Pharmacies supplier and health and beauty retailer Australian Pharmaceutical Industries (API) said on Wednesday that it had reduced its expectations of store rollout by 100 stores as the pharmacy sector underwent a structural change partly due to reforms to the federal government’s Pharmaceutical Benefits Scheme (PBS).
“While we have adjusted our internal modelling to reflect a more conservative and historical network growth rate, management still has confidence that reaching approximately 500 stores over the next five years is very achievable as pharmacists transition to a retail brand to compensate them for dispensary margin pressures,” API chief financial officer Graeme Fallet said in a briefing for market analysts on Wednesday.
“Priceline Pharmacy is very well positioned to benefit from that transition.”
API on Wednesday booked a loss of $115 million for the first six months of its fiscal year, after major asset writedowns.
The loss for the six months to February 28 compares to a $12.9 million profit for the same period in the prior fiscal year.
API, which owns the Priceline, Priceline Pharmacy, Soul Pattinson and Pharmacist Advice brands, announced asset writedowns of $131 million earlier in April, mainly related to changes to the value of its loans to pharmacies and a review of the expected growth of its retail network.
API’s underlying profit, which excludes the writedowns, rose 29 per cent to $16.2 million.
API chief executive Stephen Roche said the impairment charges were regrettable, but the underlying result was very strong and strategic initiatives were gaining traction.
API expects its underlying net profit for the full year to be in the range of $28 million to $30 million.
In the first half, API’s network of Priceline health and beauty stores and Priceline Pharmacy stores, which combine health and beauty products with pharmacy services, lifted sales by 11.5 per cent to $395.3 million and lifted gross profit by $6.2 million.
The number of Priceline and Priceline Pharmacy stores grew to 373, from 363.
Online sales in the six-month period reached $2.2 million, nearly a threefold increase on the same period last year.
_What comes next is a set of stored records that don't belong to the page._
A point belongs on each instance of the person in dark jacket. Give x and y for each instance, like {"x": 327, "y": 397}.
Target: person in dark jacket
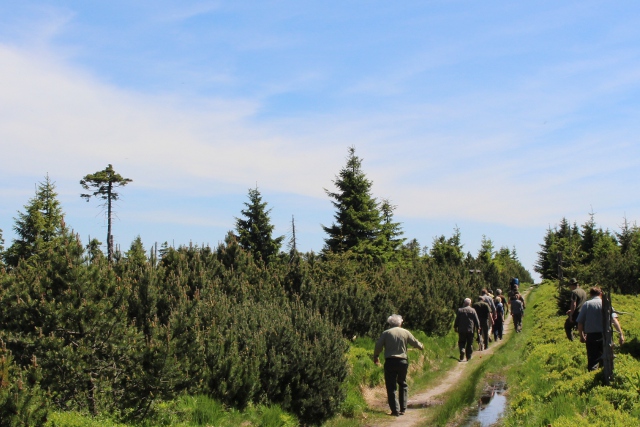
{"x": 498, "y": 324}
{"x": 578, "y": 297}
{"x": 590, "y": 328}
{"x": 466, "y": 324}
{"x": 485, "y": 315}
{"x": 394, "y": 341}
{"x": 517, "y": 311}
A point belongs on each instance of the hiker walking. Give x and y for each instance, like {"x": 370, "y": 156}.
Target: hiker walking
{"x": 483, "y": 310}
{"x": 498, "y": 324}
{"x": 466, "y": 324}
{"x": 503, "y": 300}
{"x": 394, "y": 341}
{"x": 517, "y": 311}
{"x": 578, "y": 297}
{"x": 590, "y": 328}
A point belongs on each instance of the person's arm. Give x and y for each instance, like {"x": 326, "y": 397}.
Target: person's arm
{"x": 583, "y": 336}
{"x": 455, "y": 323}
{"x": 572, "y": 308}
{"x": 378, "y": 349}
{"x": 616, "y": 324}
{"x": 414, "y": 342}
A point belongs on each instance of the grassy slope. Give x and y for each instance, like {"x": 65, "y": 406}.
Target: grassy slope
{"x": 548, "y": 380}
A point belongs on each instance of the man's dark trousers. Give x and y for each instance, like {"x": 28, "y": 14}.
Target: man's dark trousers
{"x": 465, "y": 344}
{"x": 594, "y": 350}
{"x": 570, "y": 324}
{"x": 395, "y": 373}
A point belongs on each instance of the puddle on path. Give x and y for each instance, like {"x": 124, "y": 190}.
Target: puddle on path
{"x": 492, "y": 404}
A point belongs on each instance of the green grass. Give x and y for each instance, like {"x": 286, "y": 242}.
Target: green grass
{"x": 188, "y": 411}
{"x": 548, "y": 379}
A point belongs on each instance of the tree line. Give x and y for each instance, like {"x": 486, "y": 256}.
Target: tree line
{"x": 593, "y": 255}
{"x": 244, "y": 322}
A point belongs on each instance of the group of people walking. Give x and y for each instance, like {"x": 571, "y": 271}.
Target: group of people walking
{"x": 474, "y": 321}
{"x": 486, "y": 317}
{"x": 585, "y": 315}
{"x": 488, "y": 313}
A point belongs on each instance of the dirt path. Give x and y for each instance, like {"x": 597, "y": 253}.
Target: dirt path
{"x": 377, "y": 397}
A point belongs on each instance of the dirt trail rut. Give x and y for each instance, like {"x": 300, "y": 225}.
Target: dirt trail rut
{"x": 377, "y": 398}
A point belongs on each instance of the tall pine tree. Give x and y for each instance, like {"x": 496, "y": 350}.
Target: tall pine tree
{"x": 255, "y": 229}
{"x": 104, "y": 184}
{"x": 358, "y": 221}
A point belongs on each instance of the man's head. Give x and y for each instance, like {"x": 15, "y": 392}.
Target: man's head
{"x": 595, "y": 291}
{"x": 395, "y": 320}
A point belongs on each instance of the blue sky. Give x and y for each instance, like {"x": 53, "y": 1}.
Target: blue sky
{"x": 498, "y": 118}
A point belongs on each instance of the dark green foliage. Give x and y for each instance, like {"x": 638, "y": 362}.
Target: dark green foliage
{"x": 37, "y": 227}
{"x": 593, "y": 256}
{"x": 357, "y": 218}
{"x": 255, "y": 229}
{"x": 238, "y": 323}
{"x": 22, "y": 402}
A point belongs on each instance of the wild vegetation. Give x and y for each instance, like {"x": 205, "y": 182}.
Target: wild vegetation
{"x": 610, "y": 259}
{"x": 548, "y": 380}
{"x": 149, "y": 337}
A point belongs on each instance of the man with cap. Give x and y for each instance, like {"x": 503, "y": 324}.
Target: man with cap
{"x": 590, "y": 328}
{"x": 466, "y": 324}
{"x": 485, "y": 316}
{"x": 578, "y": 297}
{"x": 394, "y": 341}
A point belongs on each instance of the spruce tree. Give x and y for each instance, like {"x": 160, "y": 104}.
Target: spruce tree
{"x": 103, "y": 184}
{"x": 255, "y": 229}
{"x": 36, "y": 227}
{"x": 390, "y": 231}
{"x": 358, "y": 220}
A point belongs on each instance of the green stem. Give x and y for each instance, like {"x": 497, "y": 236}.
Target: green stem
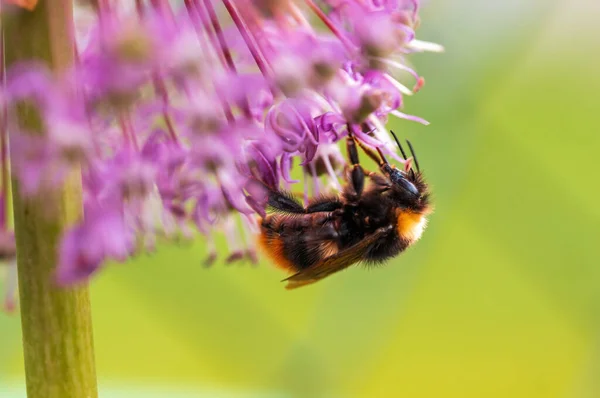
{"x": 57, "y": 327}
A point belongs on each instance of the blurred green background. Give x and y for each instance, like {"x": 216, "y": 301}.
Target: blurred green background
{"x": 501, "y": 298}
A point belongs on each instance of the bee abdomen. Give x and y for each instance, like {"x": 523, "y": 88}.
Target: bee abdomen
{"x": 294, "y": 244}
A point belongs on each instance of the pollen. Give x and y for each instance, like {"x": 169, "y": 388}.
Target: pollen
{"x": 410, "y": 225}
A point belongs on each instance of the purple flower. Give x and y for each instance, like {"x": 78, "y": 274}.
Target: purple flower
{"x": 179, "y": 119}
{"x": 102, "y": 236}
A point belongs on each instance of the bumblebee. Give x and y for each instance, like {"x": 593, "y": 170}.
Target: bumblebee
{"x": 375, "y": 217}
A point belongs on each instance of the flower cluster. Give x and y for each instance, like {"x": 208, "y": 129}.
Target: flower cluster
{"x": 173, "y": 113}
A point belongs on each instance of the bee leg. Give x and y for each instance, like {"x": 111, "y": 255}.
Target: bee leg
{"x": 284, "y": 202}
{"x": 325, "y": 205}
{"x": 357, "y": 174}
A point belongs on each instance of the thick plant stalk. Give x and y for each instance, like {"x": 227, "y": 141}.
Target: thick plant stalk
{"x": 57, "y": 328}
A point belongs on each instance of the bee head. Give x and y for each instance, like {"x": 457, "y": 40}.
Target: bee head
{"x": 408, "y": 187}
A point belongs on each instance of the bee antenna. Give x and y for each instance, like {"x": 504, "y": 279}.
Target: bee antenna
{"x": 399, "y": 146}
{"x": 412, "y": 152}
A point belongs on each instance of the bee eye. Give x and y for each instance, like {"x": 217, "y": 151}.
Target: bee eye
{"x": 398, "y": 178}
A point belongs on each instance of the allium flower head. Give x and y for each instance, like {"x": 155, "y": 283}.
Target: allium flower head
{"x": 178, "y": 118}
API said the inclusion of health and beauty products in Priceline Pharmacy stores was helping pharmacists sustain sales and profits, compared to independent pharmacists who were feeling the pressure from reforms to the PBS, and competition from supermarkets and discount operators.
API said its pharmaceuticals distribution business performed well, with sales up two per cent to $1.17 billion.
Shares in API were 2.5 cents higher at 56 cents at 1552 AEST.